Trump is like Napoleon was, not only in his delusions of grandeur but also in terms of his popular appeal. Consider this “Great Courses” profile of Napoleon, written of him in 2017:
Napoleon would become a great champion of the self-made man. He would become the idol of a great many people, commoners who saw in Napoleon the possibilities of what a man of talent, what a man blessed with ability, with ambition, could do if he were unfettered by the structures of the old regime.
Substitute Trump for Napoleon in that paragraph and ask yourself, was that not exactly how Trump marketed himself to America, boisterously and incessantly, on his way to becoming President and while he was President?
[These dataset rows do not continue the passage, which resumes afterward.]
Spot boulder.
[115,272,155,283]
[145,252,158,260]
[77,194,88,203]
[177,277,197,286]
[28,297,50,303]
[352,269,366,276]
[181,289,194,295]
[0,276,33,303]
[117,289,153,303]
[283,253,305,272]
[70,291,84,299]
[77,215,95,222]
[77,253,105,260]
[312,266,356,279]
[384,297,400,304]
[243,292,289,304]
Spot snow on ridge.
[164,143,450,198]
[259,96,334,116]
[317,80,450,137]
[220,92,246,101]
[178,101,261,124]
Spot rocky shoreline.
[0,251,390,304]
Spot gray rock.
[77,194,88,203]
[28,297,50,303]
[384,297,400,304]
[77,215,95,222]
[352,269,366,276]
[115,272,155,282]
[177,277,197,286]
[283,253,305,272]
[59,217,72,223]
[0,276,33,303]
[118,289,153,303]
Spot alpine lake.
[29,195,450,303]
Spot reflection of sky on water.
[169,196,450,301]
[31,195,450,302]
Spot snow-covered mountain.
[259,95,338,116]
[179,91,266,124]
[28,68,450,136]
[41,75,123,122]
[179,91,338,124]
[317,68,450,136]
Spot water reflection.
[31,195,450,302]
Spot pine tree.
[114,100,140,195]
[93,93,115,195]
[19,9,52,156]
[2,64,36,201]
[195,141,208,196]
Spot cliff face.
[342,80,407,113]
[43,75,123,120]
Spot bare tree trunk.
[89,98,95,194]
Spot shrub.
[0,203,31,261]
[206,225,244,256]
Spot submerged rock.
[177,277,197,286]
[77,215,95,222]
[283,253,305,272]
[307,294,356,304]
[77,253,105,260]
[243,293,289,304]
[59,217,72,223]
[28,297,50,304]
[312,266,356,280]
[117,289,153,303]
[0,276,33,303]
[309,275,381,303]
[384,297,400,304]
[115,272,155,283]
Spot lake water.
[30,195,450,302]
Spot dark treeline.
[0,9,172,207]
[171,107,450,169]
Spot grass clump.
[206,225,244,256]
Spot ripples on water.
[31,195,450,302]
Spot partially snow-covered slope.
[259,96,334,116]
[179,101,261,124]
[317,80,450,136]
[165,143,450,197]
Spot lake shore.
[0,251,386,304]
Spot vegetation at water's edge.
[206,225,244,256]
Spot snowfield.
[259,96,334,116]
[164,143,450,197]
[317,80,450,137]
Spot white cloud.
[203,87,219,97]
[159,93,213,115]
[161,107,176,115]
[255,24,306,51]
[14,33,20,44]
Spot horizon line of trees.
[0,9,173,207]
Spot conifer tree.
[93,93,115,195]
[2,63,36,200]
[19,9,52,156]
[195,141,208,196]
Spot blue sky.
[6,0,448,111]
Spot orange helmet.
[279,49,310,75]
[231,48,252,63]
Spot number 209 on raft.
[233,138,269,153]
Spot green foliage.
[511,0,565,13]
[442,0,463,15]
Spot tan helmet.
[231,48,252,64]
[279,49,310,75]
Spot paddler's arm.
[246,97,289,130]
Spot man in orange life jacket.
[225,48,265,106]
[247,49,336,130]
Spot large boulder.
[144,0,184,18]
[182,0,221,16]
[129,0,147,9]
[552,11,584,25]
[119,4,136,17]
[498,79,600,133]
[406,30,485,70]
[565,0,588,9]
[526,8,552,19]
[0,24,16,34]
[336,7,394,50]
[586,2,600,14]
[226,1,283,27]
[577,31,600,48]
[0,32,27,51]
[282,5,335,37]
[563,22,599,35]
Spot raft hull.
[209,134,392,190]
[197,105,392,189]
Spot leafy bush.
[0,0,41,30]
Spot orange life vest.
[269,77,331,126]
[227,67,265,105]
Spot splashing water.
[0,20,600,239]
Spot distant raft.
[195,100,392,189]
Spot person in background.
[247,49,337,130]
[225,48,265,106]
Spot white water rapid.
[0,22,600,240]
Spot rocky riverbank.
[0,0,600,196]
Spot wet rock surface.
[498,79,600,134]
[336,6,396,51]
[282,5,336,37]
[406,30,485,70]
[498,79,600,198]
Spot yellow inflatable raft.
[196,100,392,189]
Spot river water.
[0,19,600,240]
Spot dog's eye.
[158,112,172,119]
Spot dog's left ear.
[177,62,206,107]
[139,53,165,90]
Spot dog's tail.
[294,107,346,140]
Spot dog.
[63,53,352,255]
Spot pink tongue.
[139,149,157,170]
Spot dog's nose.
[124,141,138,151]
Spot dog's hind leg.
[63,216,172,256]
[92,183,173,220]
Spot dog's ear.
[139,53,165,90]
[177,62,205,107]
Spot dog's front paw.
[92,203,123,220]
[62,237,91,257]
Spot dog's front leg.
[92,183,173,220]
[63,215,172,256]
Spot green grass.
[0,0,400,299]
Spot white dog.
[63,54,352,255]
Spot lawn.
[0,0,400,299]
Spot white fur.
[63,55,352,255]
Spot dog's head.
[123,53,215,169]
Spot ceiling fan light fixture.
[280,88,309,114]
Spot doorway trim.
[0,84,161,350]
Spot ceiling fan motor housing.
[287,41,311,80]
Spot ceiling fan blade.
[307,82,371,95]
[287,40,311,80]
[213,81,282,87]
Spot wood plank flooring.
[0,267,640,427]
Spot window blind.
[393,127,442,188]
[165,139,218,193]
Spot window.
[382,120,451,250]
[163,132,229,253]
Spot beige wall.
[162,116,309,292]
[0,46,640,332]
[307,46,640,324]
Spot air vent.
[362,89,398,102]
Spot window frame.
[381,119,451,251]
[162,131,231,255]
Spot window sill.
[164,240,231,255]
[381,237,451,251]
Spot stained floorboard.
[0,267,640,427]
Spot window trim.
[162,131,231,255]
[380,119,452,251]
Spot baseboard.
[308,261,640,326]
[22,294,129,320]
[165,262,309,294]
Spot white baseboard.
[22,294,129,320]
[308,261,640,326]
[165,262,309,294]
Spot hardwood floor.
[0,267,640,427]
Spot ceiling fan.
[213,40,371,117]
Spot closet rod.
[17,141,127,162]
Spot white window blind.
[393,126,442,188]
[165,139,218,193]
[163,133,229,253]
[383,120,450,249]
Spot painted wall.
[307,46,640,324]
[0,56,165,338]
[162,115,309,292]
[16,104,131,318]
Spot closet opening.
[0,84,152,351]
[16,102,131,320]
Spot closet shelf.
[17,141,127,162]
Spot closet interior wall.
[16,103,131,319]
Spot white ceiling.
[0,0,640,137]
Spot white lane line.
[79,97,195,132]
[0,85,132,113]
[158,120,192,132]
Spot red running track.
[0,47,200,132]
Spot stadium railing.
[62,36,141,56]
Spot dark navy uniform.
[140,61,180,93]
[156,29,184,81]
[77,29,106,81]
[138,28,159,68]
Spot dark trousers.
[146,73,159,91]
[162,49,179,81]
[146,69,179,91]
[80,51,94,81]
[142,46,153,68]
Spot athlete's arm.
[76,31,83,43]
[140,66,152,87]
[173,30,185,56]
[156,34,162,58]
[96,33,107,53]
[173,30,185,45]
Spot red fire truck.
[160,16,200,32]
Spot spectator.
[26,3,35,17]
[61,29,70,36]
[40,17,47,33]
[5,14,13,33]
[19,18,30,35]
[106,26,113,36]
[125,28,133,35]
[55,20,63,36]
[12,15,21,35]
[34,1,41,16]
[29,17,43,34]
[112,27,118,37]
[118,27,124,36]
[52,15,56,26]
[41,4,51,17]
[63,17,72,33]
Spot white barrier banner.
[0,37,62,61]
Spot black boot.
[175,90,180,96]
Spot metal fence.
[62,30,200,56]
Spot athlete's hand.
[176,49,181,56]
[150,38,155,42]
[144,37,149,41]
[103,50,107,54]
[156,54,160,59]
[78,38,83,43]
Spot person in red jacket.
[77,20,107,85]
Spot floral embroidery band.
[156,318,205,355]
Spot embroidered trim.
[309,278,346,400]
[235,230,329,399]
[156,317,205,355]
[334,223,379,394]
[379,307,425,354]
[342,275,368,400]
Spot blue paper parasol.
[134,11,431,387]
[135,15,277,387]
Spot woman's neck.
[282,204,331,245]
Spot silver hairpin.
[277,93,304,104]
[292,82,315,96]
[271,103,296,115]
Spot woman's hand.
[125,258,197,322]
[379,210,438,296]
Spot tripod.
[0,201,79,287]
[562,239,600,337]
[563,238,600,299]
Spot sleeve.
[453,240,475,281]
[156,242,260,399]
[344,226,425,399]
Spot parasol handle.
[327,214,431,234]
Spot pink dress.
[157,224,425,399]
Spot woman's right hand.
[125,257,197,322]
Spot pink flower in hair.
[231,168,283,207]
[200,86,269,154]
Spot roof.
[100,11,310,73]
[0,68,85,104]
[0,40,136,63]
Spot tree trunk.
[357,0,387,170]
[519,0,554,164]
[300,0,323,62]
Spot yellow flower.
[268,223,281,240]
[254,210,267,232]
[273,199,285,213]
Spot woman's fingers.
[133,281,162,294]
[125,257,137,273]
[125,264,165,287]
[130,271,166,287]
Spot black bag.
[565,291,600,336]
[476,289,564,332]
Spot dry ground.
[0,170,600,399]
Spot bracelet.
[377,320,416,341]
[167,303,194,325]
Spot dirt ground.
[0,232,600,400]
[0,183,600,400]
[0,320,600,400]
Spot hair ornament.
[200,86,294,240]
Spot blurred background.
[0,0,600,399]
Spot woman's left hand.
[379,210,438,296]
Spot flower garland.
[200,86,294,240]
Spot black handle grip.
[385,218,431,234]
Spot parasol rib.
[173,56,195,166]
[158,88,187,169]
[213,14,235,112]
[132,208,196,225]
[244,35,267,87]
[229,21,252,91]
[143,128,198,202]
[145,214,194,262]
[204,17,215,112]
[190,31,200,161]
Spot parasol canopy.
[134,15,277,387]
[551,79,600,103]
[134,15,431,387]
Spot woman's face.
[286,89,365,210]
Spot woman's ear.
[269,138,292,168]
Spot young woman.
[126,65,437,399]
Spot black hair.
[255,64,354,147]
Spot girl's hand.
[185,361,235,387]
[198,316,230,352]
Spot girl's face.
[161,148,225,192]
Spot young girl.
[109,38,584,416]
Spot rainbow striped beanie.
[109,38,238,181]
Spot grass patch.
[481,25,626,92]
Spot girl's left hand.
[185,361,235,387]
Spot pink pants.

But such comparisons miss the mark in an important way. Napoleon Bonaparte gained his fame and power by military conquest; Donald Trump did so through demagoguery, drawing strength from the basest instincts of his base. Whereas Napoleon needed wars, Trump demanded audiences.
Trump found that the best way to draw the largest crowds was to expect nothing of them but instead entertain and pander to them. These were the messages Trump sent to them:
“I’m a narcissist, a racist and a bully, and goddammit, people like me.”
These messages resonated with millions of Americans who, at heart, do not want to bear any moral or societal obligation. Donald Trump became a kind of Bizarro Stuart Smalley for such “individualists”. He didn’t want them to be better people. He didn’t expect them to serve any cause except themselves. In fact, Trump rarely asked anything of his followers except to show loyalty to Trump. His message of affirmation for them was: follow me and you’ll feel good about feeling angry.
The MAGA mob knew it was OK to storm the Capitol if they did it in Trump’s name. They felt no obligation to the institution, the building, the authorities protecting it, or the lawmakers inside. Their savagery had no good or great purpose, but Trump would step forward to validate the angry marauders, using words that the “real” Stuart Smalley might say: “We love you, you’re very special.”
Trump was and is popular — he received 74 million votes! — because he asks nothing from people who want nothing to be demanded of them, most of all the need for them to be any better people than they are. That is the real source of Trump’s power. Trump may one day fade away — the permanence of his exile is still in doubt — but his “affirmations” to his self-regarding followers, his letting Americans off the hook from giving a damn about their fellow man, will, like Napoleon’s legacy, long and notoriously outlive him.
It may take a generation to restore what society has lost. I doubt that I will see those tens of millions of Trump’s followers re-enlist in the cause of mankind in my lifetime.